Выбрать главу

Лучшая вещь — «Капитанская дочка», что меня удивляло, пока я не понял, что все дело в слезе: Довлатов хотел, чтоб и его читали со слезой, как слова Пугачева: «Кто смеет обижать сироту?» Он для того и вставлял часто неуместные и чуждые тексту всхлипы в свои рассказы: кто я, зачем я, отчего?

Тут ему вкус мог отказывать — он, повторяю, мечтал о читателе плачущем. Смеющегося знал и оттого, наверное, ценил мало. Обладая редким чутьем на юмор (например, у Достоевского любил больше всего смешное и виртуозно находил уморительные места в «Братьях Карамазовых»), Довлатов, в общем-то, не выходил из рамок российской традиции, в которой смех — это низость. Желая уязвить, он говорил про нас с Генисом: «Они делят литературу на смешную и плохую». Думаю, все дело в том, что Сергей очень желал массового читателя и понимал, что тому нужен именно всхлип рядом со смешком.

Тут, пожалуй, единственная точка, где Довлатов поступался вкусом. В остальном он был целен и практически неуязвим.

Эта цельность производила впечатление сразу и на всех, иногда обманчивое. Так, его неведомую мне человеческую безупречность я обнаружил в некрологах и подивился, что они написаны про другого человека, которого я не знал. А я рядом с Довлатовым прожил двенадцать лет тесно и многообразно — три года в друзьях, два во врагах, два в нейтралитете, пять снова в друзьях.

На самом деле, если говорить об идеальности, то она у Довлатова проявлялась разве что в единстве стиля. Он-прозаик был равнозначен себе-рассказчику. Завораживал. Не раз он говорил мне, что если б не писателем, то хотел бы быть музыкантом: «Представляешь — выходишь, поднимаешь саксофон, и все умирают». Сам он так обмирал от Чарли Паркера, бесконечно готовый слушать «Раунд миднайт» или «Лавермена». Довлатов мечтал о немедленном воздействии — и производил его. Сколько раз я наблюдал, как цепенели, слушая эту сирену, даже самые страстные его недоброжелатели.
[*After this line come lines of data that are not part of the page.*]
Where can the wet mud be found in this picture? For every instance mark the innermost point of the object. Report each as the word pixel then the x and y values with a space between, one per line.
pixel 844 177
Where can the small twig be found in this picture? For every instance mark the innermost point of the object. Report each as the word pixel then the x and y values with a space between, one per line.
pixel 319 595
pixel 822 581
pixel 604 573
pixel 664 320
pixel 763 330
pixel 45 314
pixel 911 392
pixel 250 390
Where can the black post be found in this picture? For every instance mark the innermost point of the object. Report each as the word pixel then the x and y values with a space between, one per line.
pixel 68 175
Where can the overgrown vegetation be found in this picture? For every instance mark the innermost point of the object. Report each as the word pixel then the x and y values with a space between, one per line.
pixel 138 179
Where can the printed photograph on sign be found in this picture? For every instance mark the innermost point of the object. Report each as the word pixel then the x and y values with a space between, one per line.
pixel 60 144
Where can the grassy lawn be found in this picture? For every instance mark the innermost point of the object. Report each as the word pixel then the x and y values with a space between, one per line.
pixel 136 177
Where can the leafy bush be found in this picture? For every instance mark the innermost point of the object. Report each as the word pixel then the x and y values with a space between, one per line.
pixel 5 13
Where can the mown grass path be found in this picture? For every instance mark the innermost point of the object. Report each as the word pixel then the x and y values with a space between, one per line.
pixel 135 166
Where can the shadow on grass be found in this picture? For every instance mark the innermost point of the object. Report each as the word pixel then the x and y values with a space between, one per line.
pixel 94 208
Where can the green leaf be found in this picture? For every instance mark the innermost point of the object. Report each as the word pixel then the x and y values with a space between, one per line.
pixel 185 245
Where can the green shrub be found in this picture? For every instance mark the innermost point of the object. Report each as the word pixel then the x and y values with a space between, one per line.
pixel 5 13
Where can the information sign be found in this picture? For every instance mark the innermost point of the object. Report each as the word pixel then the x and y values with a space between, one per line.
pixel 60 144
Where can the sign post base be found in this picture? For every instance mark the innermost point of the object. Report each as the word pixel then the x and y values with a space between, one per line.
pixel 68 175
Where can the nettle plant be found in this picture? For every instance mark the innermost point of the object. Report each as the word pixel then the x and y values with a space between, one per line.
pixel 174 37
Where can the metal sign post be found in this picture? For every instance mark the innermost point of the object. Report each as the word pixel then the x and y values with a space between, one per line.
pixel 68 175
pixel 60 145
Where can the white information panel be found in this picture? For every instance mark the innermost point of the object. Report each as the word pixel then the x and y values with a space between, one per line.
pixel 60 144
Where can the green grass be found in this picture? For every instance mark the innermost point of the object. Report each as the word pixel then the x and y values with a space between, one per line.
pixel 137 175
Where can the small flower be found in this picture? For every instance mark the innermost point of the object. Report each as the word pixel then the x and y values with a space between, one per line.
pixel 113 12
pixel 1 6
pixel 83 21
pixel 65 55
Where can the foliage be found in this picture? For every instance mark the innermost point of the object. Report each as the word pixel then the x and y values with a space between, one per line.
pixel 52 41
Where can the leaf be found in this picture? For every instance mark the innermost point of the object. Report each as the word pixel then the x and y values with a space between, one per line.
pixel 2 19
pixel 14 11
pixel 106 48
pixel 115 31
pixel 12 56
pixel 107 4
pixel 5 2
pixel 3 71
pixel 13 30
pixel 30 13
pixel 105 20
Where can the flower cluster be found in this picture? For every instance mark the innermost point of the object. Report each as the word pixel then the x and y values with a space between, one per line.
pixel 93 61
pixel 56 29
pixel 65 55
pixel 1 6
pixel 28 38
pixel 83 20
Он появлялся репризой, фейерверком, устанавливая особую атмосферу остроумия и изящества в любых мелочах. В последние недели его жизни мы с ним завели обыкновение завтракать вдвоем на радио, и Довлатов никогда не обходился взносом банальной колбасы, непременно доставая какую-нибудь конфету с бахромой. Просто так ему было неинтересно.

Достаточно было произнести при нем вялую пошлость типа «жизнь прожить — не поле перейти», чтобы Сергей занудно приставал весь вечер: «Зачем ты это сказал? Что ты имел в виду?»

Он был носитель стиля. Но, как это часто случается, дорожил в себе другим. Я хочу сказать, что ему некрологи и посмертные воспоминания понравились бы. Такой примерно — подрумяненный — свой образ он создавал в рассказах.

Однако себе-герою — авторскому персонажу — Довлатов был не то что не равен, не мог даже приблизиться. Как-то не то я, не то Саша Генис сказал ему: «Единственный недостаток твоего лирического героя — излишняя душевная щедрость». Довлатов обиделся.

Он, как и все мы, заблуждался на свой счет, полагая себя в первую очередь психологом, инженером человеческих душ — это без иронии. Он погружался в хитросплетения взаимоотношений своих знакомых с вожделением почти патологическим — метастазы тут бывали жутковатые: погубленные репутации, опороченные имена, разрушенные союзы. Не было человека — без преувеличения, ни одного, даже среди самых родных, любимых и близких, — обойденного хищным вниманием Довлатова. Тут он был литературно бескорыстен.

Впрочем, как почти все доморощенные интриганы, Сергей был интриганом простодушным: ему больше нравилось мирить, чем ссорить. Ссорил и обижал он часто — но в силу того, что рассказывал о людях смешное, а смешным быть всегда обидно.

Может быть, именно этого его погружения в человеческие связи, с подлинной, ненадуманной, настырной, честной заинтересованностью в чужой судьбе, мне больше всего и не хватает без Довлатова.

Мы-то все орлы, супермены хемингуэевского помета, мы давим чувства, и цедим слова, и уже не замечаем, как за нашей скупой мужественностью утверждается хамское равнодушие. Довлатов был вскормлен той же суровой поэтикой умолчания, но слишком силен был в нем темперамент, и слишком он сам был литературой, чтобы относиться к своим будущим персонажам бесстрастно. Он на самом деле переживал, по-кавказски непомерно, неурядицы близких и даже дальних, иногда искренне забывая о том, что сам был причиной бед и расстройств. Я знал его достаточно хорошо, чтобы не называть человеком высокоморальным. Но он не умножал дикость бытия.